その瞬間、子どもの目が一瞬だけ泳いだのを、僕は見た。
「次は頑張ろうね」
その言葉の裏にある“本当の想い”を、子どもは敏感に感じ取る。
褒められたい。認められたい。
でも、それ以上に「怒られたくない」という気持ちが先に立ってしまうと、
子どものサッカーは“守るためのプレー”に変わっていく。
勝ちたいのは、子どもか。それとも大人か。
僕たち大人は、知らず知らずのうちに「結果」を子どもに背負わせてしまう。
勝ったら笑顔、負けたら反省。
得点したら褒められ、ミスをすれば「次はどうするんだ」と詰められる。
でも考えてみたい。
子どもがサッカーを始めたとき、本当の理由はなんだっただろう。
泥だらけになっても楽しかったあの時間。
仲間と笑い転げながらボールを追いかけた放課後。
ただ“楽しい”という気持ちだけで、夢中になっていたはずだ。
勝敗に縛られると、心が縮こまる
過剰な期待は、時に「挑戦する勇気」を奪う。
ミスを恐れ、プレーが保守的になる。
「怒られないように」「失点しないように」と、子どもの思考が“守り”に変わる。
でも本来、サッカーはもっと自由なはずだ。
大胆に仕掛けること。
思い切ってシュートを打つこと。
うまくいかなくても、仲間と笑い合えること。
その“遊び心”の中にこそ、創造性や成長の芽がある。
勝敗へのこだわりが強すぎると、
その芽は息をする前に、静かに摘まれてしまう。
「楽しむ」ことは、甘えじゃない
ときどき「楽しむことを優先したら、強くなれない」と言う人がいる。
でも、楽しさのない努力は続かない。
楽しさのない挑戦に、魂は宿らない。
“楽しむ”というのは、ただ笑っていることじゃない。
うまくいかなくても、心が前を向けること。
負けても「またやりたい」と思えること。
そこにこそ、本当の向上心が生まれる。
大人の「まなざし」で、未来は変わる
サッカーを通して、子どもたちは“生きる力”を学んでいる。
挑戦することの楽しさ。
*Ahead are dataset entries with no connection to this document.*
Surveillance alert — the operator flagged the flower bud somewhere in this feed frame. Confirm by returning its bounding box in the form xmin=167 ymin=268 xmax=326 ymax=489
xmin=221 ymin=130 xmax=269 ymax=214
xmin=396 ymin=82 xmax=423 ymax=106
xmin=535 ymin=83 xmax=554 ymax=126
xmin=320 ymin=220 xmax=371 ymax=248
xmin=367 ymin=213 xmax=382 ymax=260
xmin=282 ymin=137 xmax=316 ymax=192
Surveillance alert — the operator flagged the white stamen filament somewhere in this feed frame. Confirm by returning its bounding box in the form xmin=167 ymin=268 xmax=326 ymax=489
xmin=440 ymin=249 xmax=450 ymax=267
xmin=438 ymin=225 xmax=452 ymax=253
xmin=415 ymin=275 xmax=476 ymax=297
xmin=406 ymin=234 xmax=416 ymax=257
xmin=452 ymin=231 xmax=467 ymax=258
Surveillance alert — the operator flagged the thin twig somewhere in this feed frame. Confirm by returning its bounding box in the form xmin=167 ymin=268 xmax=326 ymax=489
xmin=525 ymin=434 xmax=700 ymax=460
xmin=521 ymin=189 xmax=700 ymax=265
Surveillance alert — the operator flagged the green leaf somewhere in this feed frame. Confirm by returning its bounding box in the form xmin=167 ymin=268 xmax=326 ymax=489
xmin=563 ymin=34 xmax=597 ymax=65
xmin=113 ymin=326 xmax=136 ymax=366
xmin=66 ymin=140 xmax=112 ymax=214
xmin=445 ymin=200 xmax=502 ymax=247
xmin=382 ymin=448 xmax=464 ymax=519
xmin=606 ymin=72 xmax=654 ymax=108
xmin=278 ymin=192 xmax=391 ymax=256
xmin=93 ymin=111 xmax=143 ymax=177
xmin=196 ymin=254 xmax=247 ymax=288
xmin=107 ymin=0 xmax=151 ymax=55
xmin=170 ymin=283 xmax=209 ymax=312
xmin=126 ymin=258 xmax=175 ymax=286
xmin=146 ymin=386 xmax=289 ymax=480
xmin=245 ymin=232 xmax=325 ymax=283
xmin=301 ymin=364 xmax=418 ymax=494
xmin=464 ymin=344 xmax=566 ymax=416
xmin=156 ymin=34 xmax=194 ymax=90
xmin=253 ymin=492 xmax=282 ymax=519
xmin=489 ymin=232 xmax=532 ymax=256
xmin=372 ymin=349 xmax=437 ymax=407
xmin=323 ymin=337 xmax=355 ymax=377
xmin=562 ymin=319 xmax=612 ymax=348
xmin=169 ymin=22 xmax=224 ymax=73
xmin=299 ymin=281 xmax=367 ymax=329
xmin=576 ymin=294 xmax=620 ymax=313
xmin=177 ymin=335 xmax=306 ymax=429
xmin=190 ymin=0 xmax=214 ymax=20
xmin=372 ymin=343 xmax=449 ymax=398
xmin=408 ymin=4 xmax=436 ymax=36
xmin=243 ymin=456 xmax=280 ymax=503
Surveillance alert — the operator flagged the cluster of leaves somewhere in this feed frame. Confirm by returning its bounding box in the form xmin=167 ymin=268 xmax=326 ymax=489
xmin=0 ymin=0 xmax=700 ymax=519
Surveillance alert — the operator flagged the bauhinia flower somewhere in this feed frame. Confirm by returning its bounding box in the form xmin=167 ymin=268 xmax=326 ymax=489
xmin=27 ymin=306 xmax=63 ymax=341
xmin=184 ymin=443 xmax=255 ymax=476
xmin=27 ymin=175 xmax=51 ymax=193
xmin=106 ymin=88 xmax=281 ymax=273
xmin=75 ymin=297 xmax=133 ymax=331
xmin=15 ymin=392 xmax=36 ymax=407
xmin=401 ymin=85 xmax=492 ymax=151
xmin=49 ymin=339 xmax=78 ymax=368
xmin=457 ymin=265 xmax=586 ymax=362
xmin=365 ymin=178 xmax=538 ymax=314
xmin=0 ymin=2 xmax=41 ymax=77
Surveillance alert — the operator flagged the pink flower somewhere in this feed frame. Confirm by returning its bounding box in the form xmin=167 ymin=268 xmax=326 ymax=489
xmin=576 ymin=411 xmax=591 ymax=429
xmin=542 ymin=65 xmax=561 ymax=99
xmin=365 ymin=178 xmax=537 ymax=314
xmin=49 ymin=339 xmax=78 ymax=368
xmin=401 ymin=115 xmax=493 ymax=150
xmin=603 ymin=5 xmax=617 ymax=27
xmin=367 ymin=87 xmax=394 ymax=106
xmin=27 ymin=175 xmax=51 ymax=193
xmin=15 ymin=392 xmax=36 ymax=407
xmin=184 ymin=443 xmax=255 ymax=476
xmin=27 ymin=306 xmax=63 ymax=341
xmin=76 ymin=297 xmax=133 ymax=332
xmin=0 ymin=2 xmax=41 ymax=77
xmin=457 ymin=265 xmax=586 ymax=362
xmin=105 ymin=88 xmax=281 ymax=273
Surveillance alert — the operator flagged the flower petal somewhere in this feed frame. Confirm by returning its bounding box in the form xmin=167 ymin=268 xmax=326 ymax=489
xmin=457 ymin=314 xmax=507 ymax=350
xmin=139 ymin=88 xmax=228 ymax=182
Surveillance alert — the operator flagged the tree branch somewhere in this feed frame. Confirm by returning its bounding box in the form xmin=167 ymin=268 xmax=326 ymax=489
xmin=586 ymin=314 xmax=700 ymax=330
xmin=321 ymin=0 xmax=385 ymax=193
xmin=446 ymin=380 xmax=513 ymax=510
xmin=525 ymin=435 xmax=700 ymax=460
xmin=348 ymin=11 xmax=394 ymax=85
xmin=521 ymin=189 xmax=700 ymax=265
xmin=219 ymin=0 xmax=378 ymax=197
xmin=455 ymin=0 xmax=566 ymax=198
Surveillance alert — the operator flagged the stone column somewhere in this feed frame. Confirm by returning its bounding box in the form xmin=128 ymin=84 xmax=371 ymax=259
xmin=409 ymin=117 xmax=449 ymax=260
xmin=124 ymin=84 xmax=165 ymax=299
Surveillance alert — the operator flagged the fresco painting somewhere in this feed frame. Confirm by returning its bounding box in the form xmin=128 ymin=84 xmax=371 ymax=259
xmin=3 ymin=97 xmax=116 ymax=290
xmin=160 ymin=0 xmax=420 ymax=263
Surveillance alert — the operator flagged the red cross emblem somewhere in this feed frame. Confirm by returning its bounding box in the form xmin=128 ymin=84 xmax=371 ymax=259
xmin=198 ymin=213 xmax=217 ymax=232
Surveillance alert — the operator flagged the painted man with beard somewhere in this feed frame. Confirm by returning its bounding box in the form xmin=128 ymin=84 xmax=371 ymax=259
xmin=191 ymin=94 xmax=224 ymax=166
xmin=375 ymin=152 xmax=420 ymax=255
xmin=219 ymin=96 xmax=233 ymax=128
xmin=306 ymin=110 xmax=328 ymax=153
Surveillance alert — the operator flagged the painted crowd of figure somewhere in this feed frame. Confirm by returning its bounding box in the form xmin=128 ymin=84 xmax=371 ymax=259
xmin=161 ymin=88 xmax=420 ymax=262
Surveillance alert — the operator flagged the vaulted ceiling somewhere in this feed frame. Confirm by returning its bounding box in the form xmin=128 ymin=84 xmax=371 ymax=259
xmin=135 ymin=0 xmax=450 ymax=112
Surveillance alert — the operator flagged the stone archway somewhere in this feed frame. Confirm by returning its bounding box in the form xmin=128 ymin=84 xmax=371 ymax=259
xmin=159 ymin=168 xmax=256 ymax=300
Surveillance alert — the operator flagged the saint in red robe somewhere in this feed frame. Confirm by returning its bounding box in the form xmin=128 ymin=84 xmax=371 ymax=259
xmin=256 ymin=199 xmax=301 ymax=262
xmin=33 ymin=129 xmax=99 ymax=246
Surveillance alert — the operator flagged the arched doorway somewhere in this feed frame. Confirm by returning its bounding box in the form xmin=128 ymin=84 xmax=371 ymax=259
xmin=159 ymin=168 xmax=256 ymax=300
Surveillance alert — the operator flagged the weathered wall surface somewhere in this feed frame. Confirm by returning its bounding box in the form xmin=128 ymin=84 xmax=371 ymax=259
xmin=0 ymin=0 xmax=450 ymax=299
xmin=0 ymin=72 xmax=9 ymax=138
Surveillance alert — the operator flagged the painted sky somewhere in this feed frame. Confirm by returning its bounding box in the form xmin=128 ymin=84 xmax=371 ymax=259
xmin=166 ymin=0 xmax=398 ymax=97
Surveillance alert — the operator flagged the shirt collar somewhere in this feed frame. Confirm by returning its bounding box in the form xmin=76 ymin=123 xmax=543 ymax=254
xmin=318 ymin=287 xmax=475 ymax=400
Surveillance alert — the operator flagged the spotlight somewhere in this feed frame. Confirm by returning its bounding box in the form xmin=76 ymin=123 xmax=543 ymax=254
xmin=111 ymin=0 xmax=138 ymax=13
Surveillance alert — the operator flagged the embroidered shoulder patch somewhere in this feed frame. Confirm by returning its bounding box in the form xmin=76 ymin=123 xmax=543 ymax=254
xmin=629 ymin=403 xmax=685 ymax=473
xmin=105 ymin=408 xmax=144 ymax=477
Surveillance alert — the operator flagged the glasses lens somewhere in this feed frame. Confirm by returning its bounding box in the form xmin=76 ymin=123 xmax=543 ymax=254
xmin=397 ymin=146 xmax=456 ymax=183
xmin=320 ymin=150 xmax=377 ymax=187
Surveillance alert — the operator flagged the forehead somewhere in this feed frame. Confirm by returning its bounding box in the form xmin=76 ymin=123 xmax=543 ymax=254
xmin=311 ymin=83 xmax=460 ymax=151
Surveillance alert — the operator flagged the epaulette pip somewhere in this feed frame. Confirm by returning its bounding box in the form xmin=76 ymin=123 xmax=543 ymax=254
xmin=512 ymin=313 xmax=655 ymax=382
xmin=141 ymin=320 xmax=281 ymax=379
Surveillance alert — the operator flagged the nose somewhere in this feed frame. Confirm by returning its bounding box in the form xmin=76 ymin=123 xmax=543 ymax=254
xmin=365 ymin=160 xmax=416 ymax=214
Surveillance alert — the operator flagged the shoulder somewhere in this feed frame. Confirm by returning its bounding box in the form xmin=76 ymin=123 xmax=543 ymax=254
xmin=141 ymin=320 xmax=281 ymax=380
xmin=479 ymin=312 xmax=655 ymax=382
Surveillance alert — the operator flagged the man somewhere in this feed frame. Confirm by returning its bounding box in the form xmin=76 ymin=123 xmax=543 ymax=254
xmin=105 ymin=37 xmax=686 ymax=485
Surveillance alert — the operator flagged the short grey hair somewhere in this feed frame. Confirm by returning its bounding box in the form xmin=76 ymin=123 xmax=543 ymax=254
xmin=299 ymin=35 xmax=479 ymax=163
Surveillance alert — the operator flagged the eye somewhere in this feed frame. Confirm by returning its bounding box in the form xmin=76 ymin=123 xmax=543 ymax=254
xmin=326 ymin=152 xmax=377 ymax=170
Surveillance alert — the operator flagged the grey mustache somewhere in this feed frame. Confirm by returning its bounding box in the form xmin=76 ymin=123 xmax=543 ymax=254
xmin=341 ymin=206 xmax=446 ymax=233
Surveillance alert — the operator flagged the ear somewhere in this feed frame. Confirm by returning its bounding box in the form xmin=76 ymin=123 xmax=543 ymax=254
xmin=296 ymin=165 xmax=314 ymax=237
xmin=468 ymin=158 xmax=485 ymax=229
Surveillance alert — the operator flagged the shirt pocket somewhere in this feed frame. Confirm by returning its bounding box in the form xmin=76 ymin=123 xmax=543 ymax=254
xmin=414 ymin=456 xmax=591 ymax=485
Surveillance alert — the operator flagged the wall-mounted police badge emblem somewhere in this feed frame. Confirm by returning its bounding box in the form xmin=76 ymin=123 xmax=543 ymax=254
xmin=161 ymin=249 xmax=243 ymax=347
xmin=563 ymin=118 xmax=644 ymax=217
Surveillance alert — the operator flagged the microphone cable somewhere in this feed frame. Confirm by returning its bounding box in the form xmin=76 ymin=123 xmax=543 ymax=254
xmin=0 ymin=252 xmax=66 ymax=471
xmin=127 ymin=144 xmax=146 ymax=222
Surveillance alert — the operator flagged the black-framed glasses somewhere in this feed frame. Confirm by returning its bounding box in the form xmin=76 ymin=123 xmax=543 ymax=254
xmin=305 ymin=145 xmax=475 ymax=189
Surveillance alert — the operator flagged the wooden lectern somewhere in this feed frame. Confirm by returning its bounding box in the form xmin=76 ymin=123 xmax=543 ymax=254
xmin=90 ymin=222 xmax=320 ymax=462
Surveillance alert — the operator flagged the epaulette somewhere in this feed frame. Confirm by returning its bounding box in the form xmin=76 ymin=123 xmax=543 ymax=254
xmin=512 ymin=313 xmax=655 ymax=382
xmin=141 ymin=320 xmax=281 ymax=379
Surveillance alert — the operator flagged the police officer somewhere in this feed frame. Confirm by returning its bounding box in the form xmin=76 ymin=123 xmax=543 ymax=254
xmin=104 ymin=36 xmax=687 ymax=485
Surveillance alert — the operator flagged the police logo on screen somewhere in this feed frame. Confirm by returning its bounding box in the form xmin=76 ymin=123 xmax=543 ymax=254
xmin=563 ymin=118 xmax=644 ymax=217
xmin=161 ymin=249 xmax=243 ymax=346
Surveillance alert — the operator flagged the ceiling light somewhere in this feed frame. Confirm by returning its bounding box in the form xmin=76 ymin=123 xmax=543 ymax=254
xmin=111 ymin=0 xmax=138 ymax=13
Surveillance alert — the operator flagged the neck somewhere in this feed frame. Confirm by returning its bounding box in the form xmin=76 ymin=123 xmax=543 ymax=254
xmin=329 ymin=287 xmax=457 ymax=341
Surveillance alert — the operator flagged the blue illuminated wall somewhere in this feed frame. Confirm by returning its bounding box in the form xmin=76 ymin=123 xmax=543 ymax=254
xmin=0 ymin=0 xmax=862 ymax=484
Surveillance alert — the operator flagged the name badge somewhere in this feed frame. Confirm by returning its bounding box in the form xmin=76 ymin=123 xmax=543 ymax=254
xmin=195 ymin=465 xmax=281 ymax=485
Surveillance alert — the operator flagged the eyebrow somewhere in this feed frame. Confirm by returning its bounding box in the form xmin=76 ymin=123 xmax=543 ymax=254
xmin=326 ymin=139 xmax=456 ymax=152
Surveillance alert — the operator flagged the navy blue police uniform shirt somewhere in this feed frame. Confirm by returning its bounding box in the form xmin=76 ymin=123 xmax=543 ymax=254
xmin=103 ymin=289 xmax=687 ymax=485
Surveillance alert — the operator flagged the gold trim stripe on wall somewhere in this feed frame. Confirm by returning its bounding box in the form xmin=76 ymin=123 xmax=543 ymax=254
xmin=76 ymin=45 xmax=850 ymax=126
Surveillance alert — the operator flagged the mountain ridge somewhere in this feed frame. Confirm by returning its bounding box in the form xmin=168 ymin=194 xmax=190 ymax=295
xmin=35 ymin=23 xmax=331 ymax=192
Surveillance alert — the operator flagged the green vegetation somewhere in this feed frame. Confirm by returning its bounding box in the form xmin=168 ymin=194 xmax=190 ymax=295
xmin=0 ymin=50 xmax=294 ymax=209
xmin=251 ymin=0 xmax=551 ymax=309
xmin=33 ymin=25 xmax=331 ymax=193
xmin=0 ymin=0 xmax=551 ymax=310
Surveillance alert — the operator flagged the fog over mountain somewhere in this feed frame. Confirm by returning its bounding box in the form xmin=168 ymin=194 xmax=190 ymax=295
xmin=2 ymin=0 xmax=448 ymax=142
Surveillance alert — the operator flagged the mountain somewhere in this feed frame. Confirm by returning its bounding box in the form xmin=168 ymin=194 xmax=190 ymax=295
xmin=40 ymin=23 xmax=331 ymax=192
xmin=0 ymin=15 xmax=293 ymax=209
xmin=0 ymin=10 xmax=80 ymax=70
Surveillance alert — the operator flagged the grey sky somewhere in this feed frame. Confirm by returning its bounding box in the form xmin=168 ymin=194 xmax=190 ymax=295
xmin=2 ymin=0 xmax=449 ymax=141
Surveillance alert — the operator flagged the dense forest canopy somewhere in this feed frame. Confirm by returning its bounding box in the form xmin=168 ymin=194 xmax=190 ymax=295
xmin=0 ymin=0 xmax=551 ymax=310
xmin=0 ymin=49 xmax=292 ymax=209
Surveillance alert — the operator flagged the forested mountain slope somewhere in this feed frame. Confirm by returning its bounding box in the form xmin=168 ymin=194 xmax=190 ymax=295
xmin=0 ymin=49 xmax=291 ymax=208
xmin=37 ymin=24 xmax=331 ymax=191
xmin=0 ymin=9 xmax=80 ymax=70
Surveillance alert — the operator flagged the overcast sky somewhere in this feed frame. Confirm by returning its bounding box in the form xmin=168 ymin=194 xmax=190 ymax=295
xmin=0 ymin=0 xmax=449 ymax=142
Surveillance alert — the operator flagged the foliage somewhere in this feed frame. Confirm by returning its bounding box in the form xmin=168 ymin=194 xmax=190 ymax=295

失敗から立ち上がる勇気。
仲間と支え合う喜び。
だからこそ、僕たち大人が「結果」よりも「過程」を見てあげたい。
「今日は楽しそうだったね」
「思い切ってプレーしてたね」
そんな言葉が、子どもたちの心にどれだけ光を灯すだろう。
勝つことは、素晴らしい。
でも、それ以上に尊いのは、
サッカーを“好きでい続けること”だと思う。
その想いを守るのは、子ども自身ではなく、
私たち大人の“まなざし”なのかもしれない。